The proteasome inhibitor bortezomib has been successfully used to treat patients with multiple myeloma and non-Hodgkin lymphoma.1-3 We have recently reported that bortezomib can induce cell cycle arrest and apoptosis in a variety of Hodgkin lymphoma (HL)-derived cell lines in vitro.4 Furthermore, bortezomib potentiated the activity of chemotherapy and agonistic antibodies to the TRAIL death receptors.5 Based on these preclinical data, we initiated a pilot study of bortezomib in patients with relapsed and refractory classical HL.
Patients were enrolled in the study if they had relapsed classical HL with a bidimensionally measurable disease, had received a minimum of 2 prior treatment regimens (including stem cell transplantation), and had adequate pretreatment bone marrow, hepatic, and renal functions. Patients were excluded if they had a history of human immunodeficiency virus infection or central nervous system involvement with HL. Patients were treated with 1.3 mg/m2 bortezomib intravenously on days 1, 4, 8, and 11 of 21-day cycles. Treatment was delayed if the platelet count on the first day of each cycle was less than 30 × 109/L (30 000/μL). After 3 cycles of bortezomib, patients were evaluated for treatment response. If there was no evidence of disease progression, patients were allowed to receive a maximum of 6 cycles.
Fourteen patients were enrolled in the study (Table 1). All patients were heavily pretreated and were refractory to their last therapy. Patients received a median number of 4 prior treatment regimens, and 13 (93%) patients were previously treated with autologous stem cell transplantation. The median pretreatment platelet count was 126 × 109/L (126 000/μL) (range, 66 × 109/L-339 × 109/L [66 000-339 000/μL]). All patients received at least one cycle of bortezomib (range, 1-6 cycles) and were evaluable for treatment toxicity and response. Treatment was well tolerated, with the majority of toxic effects of grades 1 and 2. Two patients had grade 3 dyspnea, and one patient had grade 3 neutropenic fever. Thrombocytopenia was the most common hematologic toxicity, which frequently caused delays in therapy. Nadir platelet counts below 30 × 109/L (30 000/μL) were observed in 29% of the patients during the first cycle and in 67% during the third cycle. Nadir absolute neutrophil counts below 1.0 × 109/L (1000/μL) were observed in 10% of the patients during cycle 1 and in 17% during cycle 3. One patient had a partial remission and 2 had minor responses. The patient who achieved a partial response was a 39-year-old woman who had received 9 prior treatment regimens, including stem cell transplantation (Table 1).
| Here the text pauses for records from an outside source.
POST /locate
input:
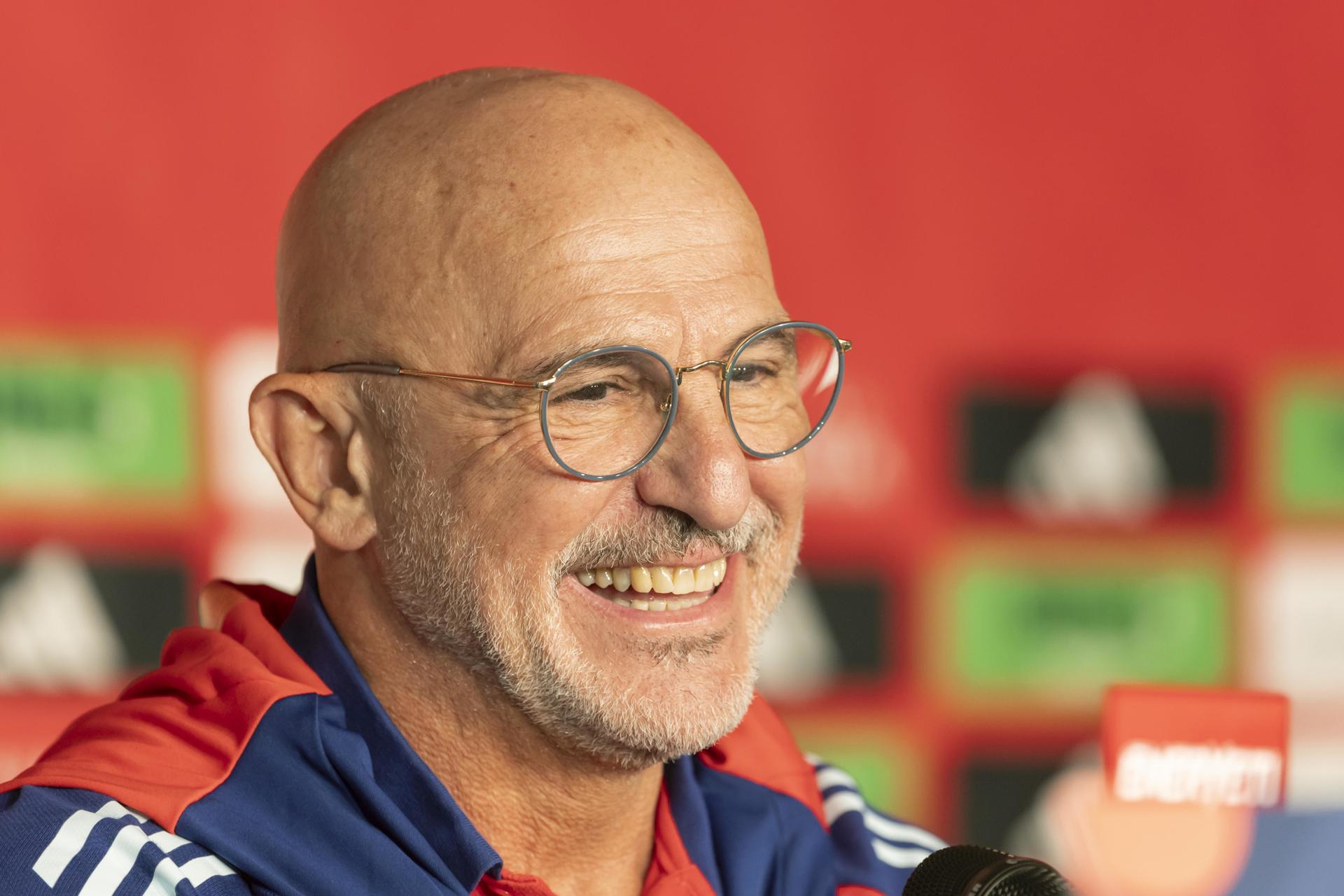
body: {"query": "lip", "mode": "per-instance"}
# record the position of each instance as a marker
(694, 559)
(708, 613)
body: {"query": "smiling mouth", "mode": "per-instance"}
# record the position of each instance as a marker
(656, 587)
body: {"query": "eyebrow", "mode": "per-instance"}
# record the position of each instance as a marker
(546, 367)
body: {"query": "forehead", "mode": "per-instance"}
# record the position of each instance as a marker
(685, 281)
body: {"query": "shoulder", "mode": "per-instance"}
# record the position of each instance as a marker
(64, 841)
(822, 813)
(873, 849)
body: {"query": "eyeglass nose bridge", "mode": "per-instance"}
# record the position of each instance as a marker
(722, 365)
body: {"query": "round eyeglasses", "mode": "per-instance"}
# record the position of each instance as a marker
(606, 413)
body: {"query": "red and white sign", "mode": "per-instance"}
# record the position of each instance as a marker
(1195, 746)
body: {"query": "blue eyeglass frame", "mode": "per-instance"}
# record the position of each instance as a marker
(841, 347)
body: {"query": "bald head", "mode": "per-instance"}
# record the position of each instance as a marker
(452, 214)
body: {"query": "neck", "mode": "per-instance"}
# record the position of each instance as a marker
(578, 824)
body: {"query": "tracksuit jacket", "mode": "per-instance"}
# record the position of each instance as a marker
(255, 760)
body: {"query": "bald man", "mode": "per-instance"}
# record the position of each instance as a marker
(542, 409)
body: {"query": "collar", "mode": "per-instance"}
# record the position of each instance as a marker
(397, 767)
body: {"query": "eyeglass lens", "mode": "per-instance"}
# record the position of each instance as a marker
(780, 387)
(606, 412)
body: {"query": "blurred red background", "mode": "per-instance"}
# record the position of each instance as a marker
(990, 199)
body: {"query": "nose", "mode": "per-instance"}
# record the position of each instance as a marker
(701, 468)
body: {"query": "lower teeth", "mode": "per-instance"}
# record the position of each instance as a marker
(682, 603)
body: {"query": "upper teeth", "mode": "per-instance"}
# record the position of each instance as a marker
(659, 580)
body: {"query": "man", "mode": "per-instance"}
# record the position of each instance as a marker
(540, 407)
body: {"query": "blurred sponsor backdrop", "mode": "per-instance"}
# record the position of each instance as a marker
(1089, 255)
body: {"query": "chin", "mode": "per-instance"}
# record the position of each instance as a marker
(668, 713)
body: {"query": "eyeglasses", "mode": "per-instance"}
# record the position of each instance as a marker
(606, 413)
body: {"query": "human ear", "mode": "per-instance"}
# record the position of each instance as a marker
(315, 445)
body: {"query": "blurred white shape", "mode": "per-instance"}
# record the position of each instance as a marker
(54, 630)
(799, 657)
(273, 556)
(1093, 458)
(238, 473)
(1294, 640)
(1294, 634)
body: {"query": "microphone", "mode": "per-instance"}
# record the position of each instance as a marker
(979, 871)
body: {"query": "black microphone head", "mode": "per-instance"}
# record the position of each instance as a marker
(977, 871)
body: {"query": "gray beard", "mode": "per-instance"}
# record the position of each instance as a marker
(454, 596)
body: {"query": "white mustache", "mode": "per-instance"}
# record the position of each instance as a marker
(667, 532)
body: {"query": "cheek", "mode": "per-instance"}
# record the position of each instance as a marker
(781, 484)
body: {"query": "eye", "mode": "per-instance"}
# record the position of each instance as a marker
(590, 393)
(749, 372)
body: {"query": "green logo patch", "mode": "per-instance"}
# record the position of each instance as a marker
(94, 428)
(1310, 430)
(1059, 631)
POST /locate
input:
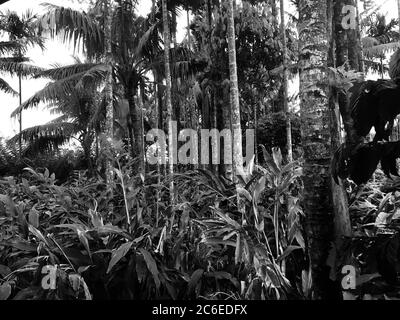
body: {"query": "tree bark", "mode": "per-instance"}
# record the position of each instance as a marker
(167, 44)
(342, 224)
(234, 93)
(313, 47)
(109, 126)
(285, 86)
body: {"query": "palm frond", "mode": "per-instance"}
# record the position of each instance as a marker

She was also receiving concomitant low-dose prednisone for pain management. She had an extensive pulmonary, splenic, and nodal disease and had a dramatic response within 8 weeks of therapy, but her disease progressed shortly after discontinuation of bortezomib therapy.
Our data demonstrate that in these heavily pretreated patients with treatment refractory relapsed classical HL, bortezomib has minimal single-agent activity. Future studies should evaluate bortezomib in less heavily pretreated patients, preferably whose disease responded to their last treatment modality. Furthermore, bortezomib-based combination therapy should also be investigated in patients with relapsed classical HL to determine whether bortezomib may potentiate the activity of chemotherapy in vivo.